Diatoms, the most species-rich algae, produce the main primary productivity of marine and freshwater ecosystems. Though, genetic transformation has been established in a variety of marine diatoms, genetic modification of freshwater diatoms is still difficult to achieve. Centric diatom Cyclotella is a major genus of freshwater diatoms, and C. meneghiniana is the most well-known and intensively studied species in this genus. In this study, episomal plasmids for C. meneghiniana were constructed, and endogenous promoters of fucoxanthin chlorophyll a/c-binding protein 3 gene (Fcp3) or ribosomal protein L14 gene (RL14) were used to drive the expression of blasticidin-S deaminase gene (bsr), enhanced green fluorescent protein gene (eGFP) and β-glucuronidase gene (GUS).
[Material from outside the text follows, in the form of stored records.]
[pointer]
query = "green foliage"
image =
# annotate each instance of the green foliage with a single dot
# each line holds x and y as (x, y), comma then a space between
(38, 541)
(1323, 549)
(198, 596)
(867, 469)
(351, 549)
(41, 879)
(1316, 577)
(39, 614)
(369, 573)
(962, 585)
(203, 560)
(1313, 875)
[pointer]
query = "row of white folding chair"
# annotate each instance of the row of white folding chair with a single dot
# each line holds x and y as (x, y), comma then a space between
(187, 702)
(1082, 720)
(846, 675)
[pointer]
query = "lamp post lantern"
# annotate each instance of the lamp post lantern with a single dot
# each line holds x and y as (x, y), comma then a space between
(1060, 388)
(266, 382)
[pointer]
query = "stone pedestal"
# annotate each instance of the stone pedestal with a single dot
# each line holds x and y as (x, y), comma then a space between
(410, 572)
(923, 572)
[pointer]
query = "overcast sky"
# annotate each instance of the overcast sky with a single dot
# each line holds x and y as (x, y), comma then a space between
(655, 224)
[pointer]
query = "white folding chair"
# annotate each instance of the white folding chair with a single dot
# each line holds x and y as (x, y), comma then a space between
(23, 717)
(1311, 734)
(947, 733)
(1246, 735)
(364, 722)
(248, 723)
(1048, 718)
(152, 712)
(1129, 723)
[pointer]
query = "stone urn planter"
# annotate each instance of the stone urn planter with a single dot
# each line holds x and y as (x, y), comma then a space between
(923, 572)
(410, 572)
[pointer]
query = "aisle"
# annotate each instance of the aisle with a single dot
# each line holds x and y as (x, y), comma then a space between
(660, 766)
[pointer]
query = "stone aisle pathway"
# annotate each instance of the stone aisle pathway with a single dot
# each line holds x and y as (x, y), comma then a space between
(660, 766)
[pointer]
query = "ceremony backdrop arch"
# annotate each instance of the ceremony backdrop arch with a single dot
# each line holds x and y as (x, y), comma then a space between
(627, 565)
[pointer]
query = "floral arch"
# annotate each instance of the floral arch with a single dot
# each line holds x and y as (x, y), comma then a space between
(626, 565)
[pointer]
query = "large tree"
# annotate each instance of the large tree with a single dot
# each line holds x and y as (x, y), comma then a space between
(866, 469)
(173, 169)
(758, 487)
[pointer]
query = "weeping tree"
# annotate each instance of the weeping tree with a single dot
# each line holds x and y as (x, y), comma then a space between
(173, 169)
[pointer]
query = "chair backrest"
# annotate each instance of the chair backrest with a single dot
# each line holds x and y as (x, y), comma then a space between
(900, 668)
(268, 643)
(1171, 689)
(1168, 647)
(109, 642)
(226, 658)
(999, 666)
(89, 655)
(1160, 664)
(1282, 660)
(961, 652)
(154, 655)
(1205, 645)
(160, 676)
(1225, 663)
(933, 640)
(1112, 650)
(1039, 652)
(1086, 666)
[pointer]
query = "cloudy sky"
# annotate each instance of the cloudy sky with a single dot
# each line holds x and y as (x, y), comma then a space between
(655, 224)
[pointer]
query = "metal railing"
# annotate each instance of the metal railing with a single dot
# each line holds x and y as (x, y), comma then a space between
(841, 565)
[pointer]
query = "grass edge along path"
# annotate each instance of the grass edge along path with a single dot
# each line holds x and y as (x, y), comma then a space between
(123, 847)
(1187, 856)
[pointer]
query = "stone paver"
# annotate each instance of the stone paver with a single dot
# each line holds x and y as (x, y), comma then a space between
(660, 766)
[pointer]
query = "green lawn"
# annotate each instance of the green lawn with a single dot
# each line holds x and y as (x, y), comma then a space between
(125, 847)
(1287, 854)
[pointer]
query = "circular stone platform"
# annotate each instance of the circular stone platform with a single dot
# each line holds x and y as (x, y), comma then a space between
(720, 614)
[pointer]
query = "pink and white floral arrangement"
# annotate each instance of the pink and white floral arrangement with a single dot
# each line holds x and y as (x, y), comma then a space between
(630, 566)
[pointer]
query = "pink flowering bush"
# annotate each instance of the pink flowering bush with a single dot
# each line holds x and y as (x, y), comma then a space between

The plasmids were introduced into algal cells by bacterial conjugation, and transformants were obtained by screening on solid plates containing 0.2 μg mL⁻¹ blasticidin-S with the transformation efficiency of 9–58 transformants per 10⁶ cells. PCR analysis verified the transfer of the plasmid sequences in the cells, and the fluorescence detection and staining analysis demonstrated that eGFP and GUS proteins were expressed in the cytoplasm, indicating the successful and stable expression of exogenous genes in C. meneghiniana through bacterial conjugation.